小さい分、席数は少ないが、正面に聖母ホーライトの像が飾られ、その前に聖職者が立つ台が設置されている。
横には小さなオルガンがあり、奥には扉がある。その奥がおそらく聖職者用の居住区になっているのだろう。
「誰かいるか?」
エースの声が教会に反響する。
「すみませーん」
シルビアも声を上げるが、それも反響するばかりで人が出てくる気配は無い。
「どうするかな」
「奥にいるかもしれないし、私ちょっと見てくる」
「わかった。俺はここで待ってるわ。誰か来るかもしれないし」
「了解」
シルビアは、奥にある扉の前に来た。
ノックをする。
特に反応は無い。
もう一度。
それにも反応は無い。
「しつれいしまーす」
扉も前で突っ立っていてもしょうがないので、恐る恐る扉を開いた。
中は小さな応接室になっているようだ。
真ん中に簡単なソファーとテーブルが置かれている。
さらにその奥にも扉が会った。
静かすぎる教会に少し恐怖しながらも足を進める。
そして声が聞こえた。
声は奥の扉から聞こえる。
だが、その声はしゃべり声ではない。
(ん…あっ!……ん!んん!…あっ!)
女性の声だ。そしてその息遣いは荒い。
いや、荒いと言っても疲れて乱れているわけではない。
(ん…んんん!)
シルビアはその声を聞いた瞬間、扉の奥で何が行われているのか想像してしまった。
そして顔を真っ赤にする。
そして静かにまわれ右をした。
これ以上先に進む訳にはいかない。今行けば、確実に取り返しのつかない状態になる。
そう思って、シルビアはこっそりと部屋を後にしようとした。
しかしその時、入ってきた扉から今一番来てほしくない人物が現れた。
「シルビア誰かいたムグッ!」
その顔が現れた瞬間、シルビアはすでに動いていた。
エースがしゃべりきる前に口を押さえ、全力で部屋から押し出す。
その際足音がひどく出てしまったが、気にしてる場合では無かった。
「なにすんだよ!」
外に出て、エースを開放すると、案の定文句を言ってきた。
「あの奥に人がいたのは間違いないわ」
「なら何で逃げたんだよ! さっさと行けばよかっただろ!」
「それができたら苦労しないわよ」
声を聞かなかったエースには理解できないことだろうと思いながら、シルビアは教会を見る。
もう一度行くべきか、出直すべきか……
だがその考えは杞憂に終わる。
「どうかなさいましたか?」
教会から一人の女性が出てきた。
その姿に二人は目を奪われる。
黒髪は肩甲骨辺りまでふんわりとウェーブを描きながら伸びている。瞳は赤く、その視線は真っすぐに二人を捉えていた。
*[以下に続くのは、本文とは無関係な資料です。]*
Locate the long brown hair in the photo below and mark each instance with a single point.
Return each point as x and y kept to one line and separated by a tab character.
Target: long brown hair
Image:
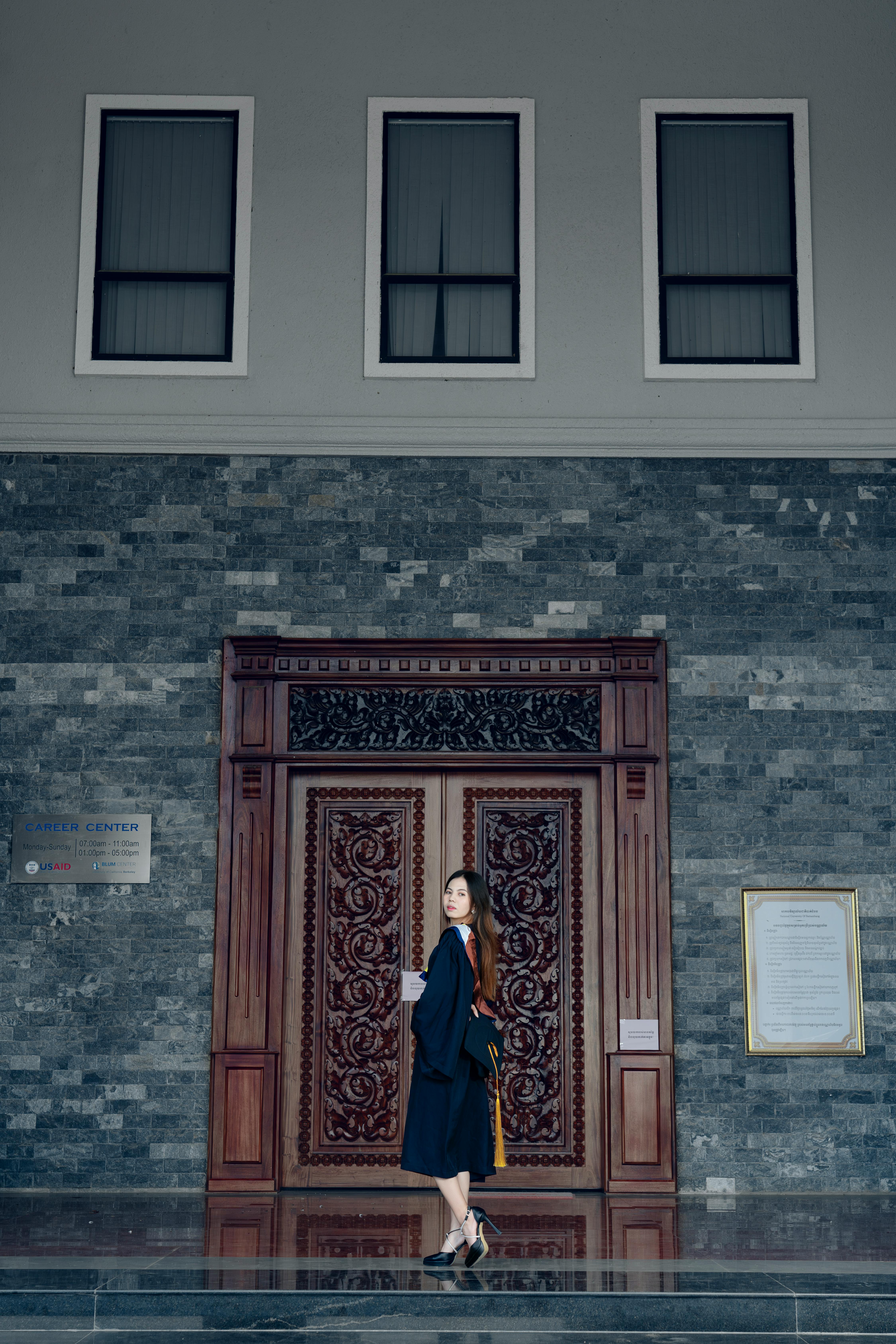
483	928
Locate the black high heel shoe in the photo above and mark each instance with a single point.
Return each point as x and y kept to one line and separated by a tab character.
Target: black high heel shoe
444	1259
480	1248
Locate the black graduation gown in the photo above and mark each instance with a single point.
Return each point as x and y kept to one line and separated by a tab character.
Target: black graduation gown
448	1128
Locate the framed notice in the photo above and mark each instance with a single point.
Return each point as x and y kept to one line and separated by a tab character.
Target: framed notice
803	972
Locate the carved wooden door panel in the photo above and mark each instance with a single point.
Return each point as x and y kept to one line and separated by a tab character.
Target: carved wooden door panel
535	839
366	857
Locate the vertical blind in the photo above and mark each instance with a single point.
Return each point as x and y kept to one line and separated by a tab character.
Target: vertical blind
726	202
167	207
451	210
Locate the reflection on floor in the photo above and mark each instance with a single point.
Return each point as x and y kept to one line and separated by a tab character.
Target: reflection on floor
374	1241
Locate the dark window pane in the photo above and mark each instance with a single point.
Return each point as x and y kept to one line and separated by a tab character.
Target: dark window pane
451	322
163	318
726	198
729	322
167	194
451	198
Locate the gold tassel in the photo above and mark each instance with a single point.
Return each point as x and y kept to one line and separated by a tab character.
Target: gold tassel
499	1136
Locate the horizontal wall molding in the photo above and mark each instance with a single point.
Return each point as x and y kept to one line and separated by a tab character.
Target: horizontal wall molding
449	437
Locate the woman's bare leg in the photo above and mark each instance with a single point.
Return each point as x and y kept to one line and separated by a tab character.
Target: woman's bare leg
456	1191
464	1182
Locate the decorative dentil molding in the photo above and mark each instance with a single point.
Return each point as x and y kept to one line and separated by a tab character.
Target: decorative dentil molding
449	436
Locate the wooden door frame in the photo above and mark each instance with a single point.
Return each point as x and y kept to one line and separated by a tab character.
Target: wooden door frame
253	866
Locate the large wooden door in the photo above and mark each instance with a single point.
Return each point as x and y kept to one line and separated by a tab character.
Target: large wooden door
366	853
535	838
355	777
371	853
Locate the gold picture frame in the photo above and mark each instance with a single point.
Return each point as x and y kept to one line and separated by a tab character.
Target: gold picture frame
803	971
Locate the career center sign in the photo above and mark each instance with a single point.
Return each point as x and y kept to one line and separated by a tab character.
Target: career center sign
81	849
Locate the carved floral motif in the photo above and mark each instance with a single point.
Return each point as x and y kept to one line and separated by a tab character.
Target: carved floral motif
523	861
445	720
362	915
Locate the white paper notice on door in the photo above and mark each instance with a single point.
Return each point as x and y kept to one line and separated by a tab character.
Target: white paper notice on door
639	1034
412	986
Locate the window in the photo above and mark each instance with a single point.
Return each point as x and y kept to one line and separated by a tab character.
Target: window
451	239
727	252
164	240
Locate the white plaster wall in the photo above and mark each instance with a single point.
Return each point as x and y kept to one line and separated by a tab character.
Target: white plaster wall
311	68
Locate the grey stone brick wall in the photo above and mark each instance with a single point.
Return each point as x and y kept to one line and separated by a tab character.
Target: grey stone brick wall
773	584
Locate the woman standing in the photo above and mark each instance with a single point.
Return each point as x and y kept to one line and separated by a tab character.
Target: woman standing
448	1130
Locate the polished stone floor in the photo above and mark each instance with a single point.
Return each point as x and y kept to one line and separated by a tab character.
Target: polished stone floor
567	1267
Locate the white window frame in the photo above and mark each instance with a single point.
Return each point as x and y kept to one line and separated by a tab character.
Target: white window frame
798	108
238	365
374	368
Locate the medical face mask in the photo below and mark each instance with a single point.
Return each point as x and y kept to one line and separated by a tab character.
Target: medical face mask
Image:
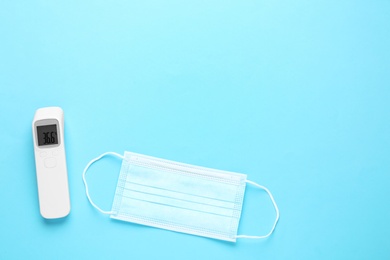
179	197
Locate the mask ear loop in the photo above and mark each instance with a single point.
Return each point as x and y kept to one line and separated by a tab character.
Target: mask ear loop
276	210
85	181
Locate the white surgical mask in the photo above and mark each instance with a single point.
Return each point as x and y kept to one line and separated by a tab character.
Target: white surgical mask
179	197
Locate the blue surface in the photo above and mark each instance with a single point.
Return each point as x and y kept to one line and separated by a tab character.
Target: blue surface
294	94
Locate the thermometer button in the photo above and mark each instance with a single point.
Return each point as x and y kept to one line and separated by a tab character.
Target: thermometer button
50	162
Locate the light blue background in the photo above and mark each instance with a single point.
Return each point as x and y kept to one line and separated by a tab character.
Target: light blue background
293	93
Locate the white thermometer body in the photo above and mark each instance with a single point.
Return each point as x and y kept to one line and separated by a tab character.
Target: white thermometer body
50	162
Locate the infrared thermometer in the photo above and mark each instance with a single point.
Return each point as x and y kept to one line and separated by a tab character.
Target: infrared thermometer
50	162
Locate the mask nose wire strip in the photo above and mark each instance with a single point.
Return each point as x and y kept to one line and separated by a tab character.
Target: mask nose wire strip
276	210
85	181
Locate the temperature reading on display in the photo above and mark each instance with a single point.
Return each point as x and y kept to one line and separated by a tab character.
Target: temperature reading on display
49	137
47	134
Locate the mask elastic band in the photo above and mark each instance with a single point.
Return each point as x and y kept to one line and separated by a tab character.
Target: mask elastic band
85	181
276	210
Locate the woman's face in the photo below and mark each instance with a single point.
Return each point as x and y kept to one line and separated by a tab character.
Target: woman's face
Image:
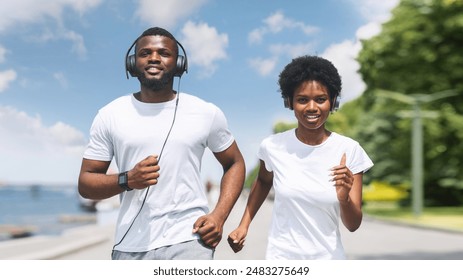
311	104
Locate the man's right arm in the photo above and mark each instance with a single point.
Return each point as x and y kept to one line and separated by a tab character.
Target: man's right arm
95	183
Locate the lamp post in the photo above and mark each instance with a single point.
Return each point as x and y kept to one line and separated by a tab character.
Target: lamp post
416	114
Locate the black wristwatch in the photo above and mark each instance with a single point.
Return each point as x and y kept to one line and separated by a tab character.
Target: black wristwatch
124	181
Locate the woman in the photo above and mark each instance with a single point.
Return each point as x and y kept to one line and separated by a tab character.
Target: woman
317	174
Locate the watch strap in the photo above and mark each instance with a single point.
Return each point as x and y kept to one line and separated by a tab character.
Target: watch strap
123	181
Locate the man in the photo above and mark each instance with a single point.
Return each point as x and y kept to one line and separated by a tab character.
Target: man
157	137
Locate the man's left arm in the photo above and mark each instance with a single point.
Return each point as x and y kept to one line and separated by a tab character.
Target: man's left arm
210	226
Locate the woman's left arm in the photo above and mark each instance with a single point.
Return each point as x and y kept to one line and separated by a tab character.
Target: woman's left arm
349	193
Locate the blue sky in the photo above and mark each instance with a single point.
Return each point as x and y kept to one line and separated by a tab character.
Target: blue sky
61	60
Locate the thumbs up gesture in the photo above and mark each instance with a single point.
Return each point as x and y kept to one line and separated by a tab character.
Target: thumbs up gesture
343	179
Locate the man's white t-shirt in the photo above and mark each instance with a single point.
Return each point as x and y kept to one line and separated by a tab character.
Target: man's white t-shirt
306	212
129	131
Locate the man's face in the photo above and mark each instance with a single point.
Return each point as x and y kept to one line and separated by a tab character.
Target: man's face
156	59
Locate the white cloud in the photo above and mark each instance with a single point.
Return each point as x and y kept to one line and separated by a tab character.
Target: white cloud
205	46
291	50
59	76
35	153
376	13
166	14
263	66
343	57
6	77
26	12
31	11
276	23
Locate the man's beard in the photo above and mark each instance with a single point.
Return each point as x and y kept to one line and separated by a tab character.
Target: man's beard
156	84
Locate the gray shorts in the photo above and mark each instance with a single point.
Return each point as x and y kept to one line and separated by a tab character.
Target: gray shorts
189	250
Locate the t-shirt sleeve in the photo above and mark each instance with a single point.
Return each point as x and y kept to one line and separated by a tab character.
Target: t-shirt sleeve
100	146
262	154
220	137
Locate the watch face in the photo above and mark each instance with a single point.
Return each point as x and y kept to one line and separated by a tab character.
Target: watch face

そして最も特徴的なのが、教会から出てくるには異質すぎるその服装。
「メイド?」
青を基調にしたエプロンドレスは紛れも無くメイド服と呼ばれる、その業界の人物しか着ることのないだろう服装だった。
「はい、メイドのサータニアンと申します、呼びにくいですのでサーニャとお呼びください。ところであなた達は見たところこの村の人達では無いようですが?」
サータニアンは丁寧に名乗り、二人に疑問を投げる。
「俺は勇者のエースだ」
「私はシルビア。剣士をやってるわ」
「勇者様と剣士様でしたか。それでこちらにどのような用件で? この村には見た通り特に何もありませんが」
サータニアンは二人の近くまで来ると、さらに疑問を投げる。
シルビアはその表情から、自分たちが教会の中に入っていたことを知られていないと思い安堵した。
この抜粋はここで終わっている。